His wife Divya (Sona Heiden) worked in a chit-fund company and one day, her boss ran away with all public money. The police started investigating the case and suspected Divya of stealing the money. The first day, the couple went to the police station and Divya gave her written statement to the constables in which she explained that she was innocent. The second day, Sub-inspector Rajendran (Sampath Ram) under the pressure of a politician asked the couple to come to the police station and started to threaten them, he then let them go home. The third day, he brought them to the police station and Bala was beaten up by Rajendran and the constables. In the meantime, Sub-inspector Bhanumathi (Raji) brutally tortured Divya in police lock-up and Divya died of her injuries. The police let Bala go and told him that Divya confessed guilt and had an affair with her former boss. Bala then met the commissioner Thirunavakkarasu and begged him to save his wife, but he chose to remain deaf to the men's pleas.

Bala exposes about the brutally of the police to the press. He then calls the minister and requests him an unbiased and dutiful interrogation in the police station and CCTV cameras inside the station. The following day, Bala is shot dead by Kathiresan and the minister promises to fulfil Bala's requests.

==Production==
Jailani, who was working in United Kingdom, made his directorial debut with Kelvikuri, which he co-produced and acted in. Sona Heiden made her debut as a heroine while Preethi Varma was selected as the second heroine.

==Soundtrack==

The film score and the soundtrack were composed by G. Sathya Prasath. The soundtrack features two tracks.

Tracklist
| No. | Title | Singer(s) | Length |
|---|---|---|---|
| 1. | "Un Kangal Pada Padavena" | Karthik, Vinaya | 5:04 |
| 2. | "Shala" | Subhashree | 2:00 |
| Total length: |  |  | 7:04 |

==Release and reception==
The film was released on 30 November 2007 alongside four other films. The film was initially denied censor certificate by Central Board of Film certification as they found the film for depicting police force in poor light.

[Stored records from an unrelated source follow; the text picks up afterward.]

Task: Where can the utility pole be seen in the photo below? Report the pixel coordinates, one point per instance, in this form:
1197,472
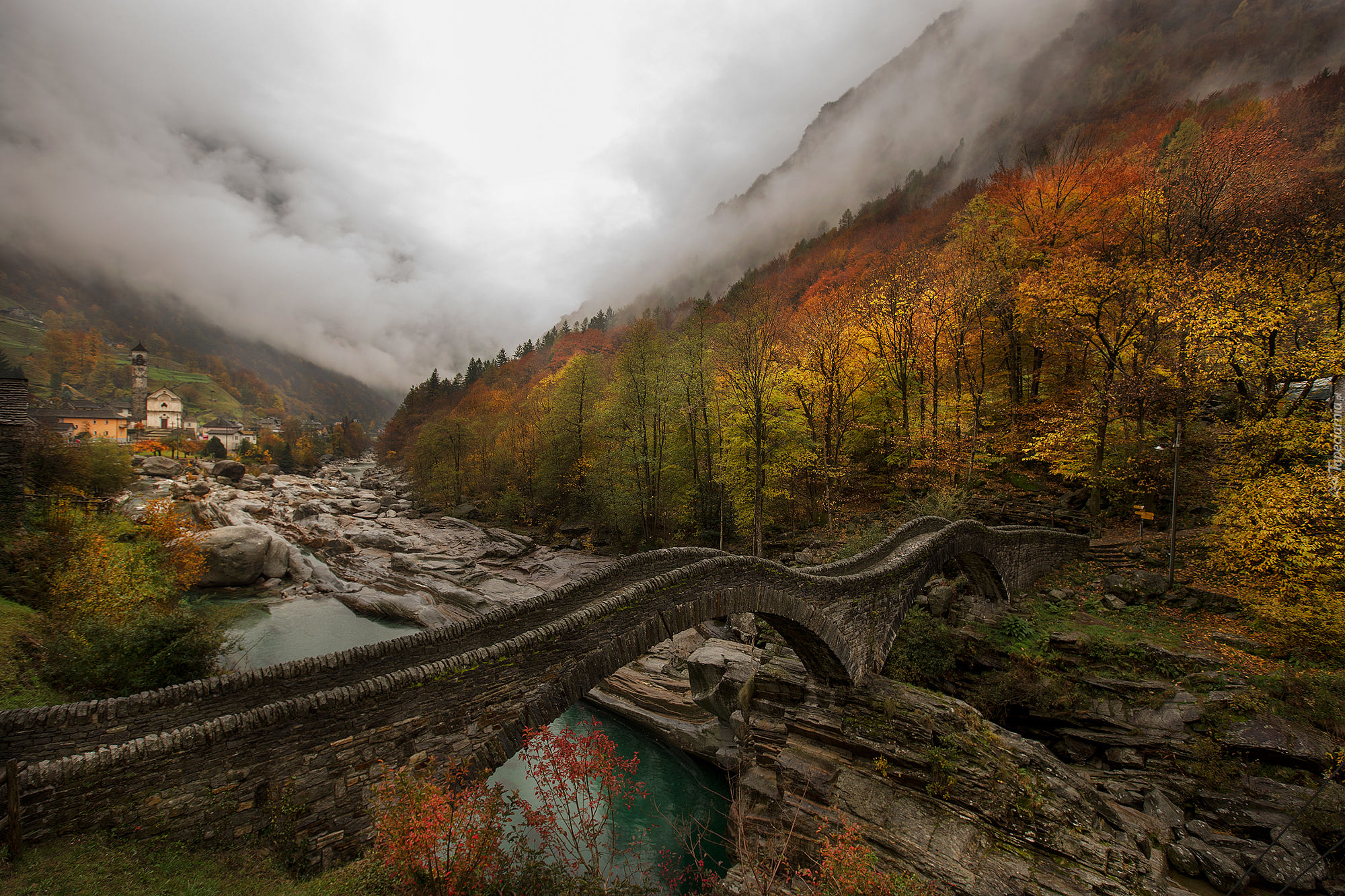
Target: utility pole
1172,526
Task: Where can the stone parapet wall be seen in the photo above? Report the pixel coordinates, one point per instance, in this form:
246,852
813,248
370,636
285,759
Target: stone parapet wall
204,760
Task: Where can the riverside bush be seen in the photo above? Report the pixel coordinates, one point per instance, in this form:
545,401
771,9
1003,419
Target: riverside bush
447,833
926,651
110,595
154,649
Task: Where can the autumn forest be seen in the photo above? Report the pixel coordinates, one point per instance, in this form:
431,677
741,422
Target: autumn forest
1153,268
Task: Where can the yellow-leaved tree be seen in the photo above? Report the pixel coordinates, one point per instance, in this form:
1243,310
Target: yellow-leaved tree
1277,545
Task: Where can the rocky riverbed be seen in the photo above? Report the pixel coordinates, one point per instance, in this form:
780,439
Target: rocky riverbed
1169,778
354,532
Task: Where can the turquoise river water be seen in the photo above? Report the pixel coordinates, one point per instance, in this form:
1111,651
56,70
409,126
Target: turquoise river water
685,792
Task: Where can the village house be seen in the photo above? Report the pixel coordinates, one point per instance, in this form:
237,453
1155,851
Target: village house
84,419
229,434
163,409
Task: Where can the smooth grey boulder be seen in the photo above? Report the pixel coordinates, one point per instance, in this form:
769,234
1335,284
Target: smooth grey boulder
163,467
236,555
229,470
276,563
377,538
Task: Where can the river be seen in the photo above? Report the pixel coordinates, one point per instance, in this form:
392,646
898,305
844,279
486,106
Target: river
267,630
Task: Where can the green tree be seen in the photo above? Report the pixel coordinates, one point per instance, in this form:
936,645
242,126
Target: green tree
748,360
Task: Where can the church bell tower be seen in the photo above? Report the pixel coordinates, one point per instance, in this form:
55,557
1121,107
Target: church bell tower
139,381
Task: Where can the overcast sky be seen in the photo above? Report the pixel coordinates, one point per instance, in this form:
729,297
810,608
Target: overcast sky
392,186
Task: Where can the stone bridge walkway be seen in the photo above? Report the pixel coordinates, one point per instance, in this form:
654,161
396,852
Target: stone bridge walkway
206,760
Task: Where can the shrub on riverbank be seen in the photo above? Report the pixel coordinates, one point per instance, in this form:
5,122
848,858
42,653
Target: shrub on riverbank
108,595
445,833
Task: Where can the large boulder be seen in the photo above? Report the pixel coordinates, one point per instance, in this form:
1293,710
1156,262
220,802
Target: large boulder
165,467
237,555
720,670
229,470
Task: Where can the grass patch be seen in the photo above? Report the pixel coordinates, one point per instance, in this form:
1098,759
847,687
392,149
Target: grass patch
863,540
21,684
99,864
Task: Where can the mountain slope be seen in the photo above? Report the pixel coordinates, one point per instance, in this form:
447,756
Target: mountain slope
182,343
988,83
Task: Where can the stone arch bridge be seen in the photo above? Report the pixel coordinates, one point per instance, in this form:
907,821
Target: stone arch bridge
204,760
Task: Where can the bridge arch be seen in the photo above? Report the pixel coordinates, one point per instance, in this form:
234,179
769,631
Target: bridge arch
193,756
825,655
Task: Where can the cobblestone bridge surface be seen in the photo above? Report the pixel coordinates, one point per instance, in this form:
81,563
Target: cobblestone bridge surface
210,759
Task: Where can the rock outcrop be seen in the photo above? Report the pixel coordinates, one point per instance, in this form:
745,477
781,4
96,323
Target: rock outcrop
356,532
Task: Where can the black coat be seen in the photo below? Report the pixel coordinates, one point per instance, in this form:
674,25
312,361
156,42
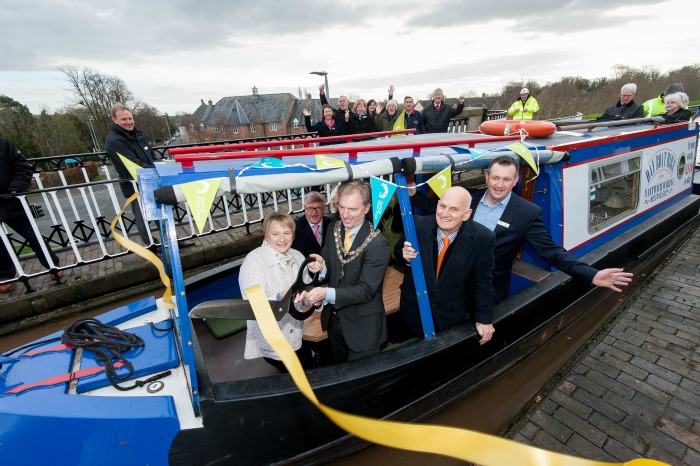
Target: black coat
15,176
130,144
304,240
323,130
464,282
521,223
682,115
620,111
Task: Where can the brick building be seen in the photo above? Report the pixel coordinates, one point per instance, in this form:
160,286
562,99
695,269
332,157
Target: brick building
249,116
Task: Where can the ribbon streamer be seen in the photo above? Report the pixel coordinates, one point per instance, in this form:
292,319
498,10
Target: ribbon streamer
475,447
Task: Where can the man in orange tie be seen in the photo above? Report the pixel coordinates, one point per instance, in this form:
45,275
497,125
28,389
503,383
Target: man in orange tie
457,260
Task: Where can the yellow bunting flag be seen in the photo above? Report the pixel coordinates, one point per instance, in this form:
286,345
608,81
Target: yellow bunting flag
131,166
200,196
143,252
463,444
441,181
323,161
525,154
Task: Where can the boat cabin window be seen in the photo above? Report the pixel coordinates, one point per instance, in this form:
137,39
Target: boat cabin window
614,190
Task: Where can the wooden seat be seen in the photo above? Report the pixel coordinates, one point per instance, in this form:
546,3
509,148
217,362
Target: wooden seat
391,294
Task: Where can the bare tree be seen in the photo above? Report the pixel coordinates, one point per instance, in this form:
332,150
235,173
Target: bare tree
97,92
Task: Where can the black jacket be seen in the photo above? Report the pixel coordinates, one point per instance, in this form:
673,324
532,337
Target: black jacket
620,111
437,121
323,130
15,176
304,240
464,282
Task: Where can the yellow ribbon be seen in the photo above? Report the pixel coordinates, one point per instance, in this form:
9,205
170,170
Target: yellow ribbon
462,444
143,252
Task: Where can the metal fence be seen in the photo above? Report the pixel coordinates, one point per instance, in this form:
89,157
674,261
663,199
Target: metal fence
75,202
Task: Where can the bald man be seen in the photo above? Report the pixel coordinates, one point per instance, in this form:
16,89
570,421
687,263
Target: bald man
457,259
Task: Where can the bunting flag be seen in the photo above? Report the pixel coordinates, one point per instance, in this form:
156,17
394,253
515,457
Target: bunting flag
381,194
441,181
400,124
462,444
131,166
323,162
269,162
525,154
200,196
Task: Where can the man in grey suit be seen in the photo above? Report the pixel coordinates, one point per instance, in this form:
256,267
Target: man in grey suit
355,258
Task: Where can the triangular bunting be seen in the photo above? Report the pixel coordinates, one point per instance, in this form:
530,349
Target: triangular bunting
323,161
441,181
130,166
381,194
525,154
200,197
269,162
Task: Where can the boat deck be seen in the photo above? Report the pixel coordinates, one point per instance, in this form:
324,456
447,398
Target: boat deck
636,391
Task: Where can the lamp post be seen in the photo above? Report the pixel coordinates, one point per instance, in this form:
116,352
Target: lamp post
167,125
95,144
325,75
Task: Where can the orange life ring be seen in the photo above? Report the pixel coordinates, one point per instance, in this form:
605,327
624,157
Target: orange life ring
535,128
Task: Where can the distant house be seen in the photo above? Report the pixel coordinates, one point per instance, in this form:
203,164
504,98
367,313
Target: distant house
249,116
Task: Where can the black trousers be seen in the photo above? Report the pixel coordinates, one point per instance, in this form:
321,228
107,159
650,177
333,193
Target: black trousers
341,351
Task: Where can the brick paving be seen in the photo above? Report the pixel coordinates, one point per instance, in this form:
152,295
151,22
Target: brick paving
636,391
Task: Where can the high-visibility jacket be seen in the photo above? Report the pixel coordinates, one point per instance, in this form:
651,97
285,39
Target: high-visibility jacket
518,111
655,106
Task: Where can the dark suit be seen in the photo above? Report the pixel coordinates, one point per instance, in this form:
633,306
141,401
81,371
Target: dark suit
524,220
464,282
359,305
304,240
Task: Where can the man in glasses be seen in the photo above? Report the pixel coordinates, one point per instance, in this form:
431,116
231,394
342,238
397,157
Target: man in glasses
312,226
626,107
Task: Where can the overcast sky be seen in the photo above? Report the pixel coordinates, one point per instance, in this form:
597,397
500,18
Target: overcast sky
173,53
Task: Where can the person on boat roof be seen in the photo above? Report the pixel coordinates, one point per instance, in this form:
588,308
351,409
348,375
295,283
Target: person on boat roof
360,122
516,221
311,228
274,265
676,110
328,126
657,106
626,107
457,259
524,107
342,113
436,117
355,258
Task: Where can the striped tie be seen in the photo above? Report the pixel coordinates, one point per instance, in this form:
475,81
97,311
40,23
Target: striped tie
445,245
347,244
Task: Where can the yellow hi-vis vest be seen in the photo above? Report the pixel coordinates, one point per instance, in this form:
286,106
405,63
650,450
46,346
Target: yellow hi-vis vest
519,112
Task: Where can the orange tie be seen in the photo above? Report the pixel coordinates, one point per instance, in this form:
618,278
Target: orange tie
348,240
445,245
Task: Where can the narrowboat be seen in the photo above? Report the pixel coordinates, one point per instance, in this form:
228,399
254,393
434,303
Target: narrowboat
614,196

A reviewer rated the film 3 out of 5 and said, "A brilliant effort to portray the dark side of our law and order system, the movie is worth appreciating. Though there are loose ends like a weak script and unrealistic scenes". Another reviewer called the film an "apt repartee", and praised the film's message, music and cinematography but criticised the direction. Another critic lauded the film's message and criticised the lack of logic. Chennai Online called it "a fairly engaging action-thriller with a pertinent message for the law enforcers".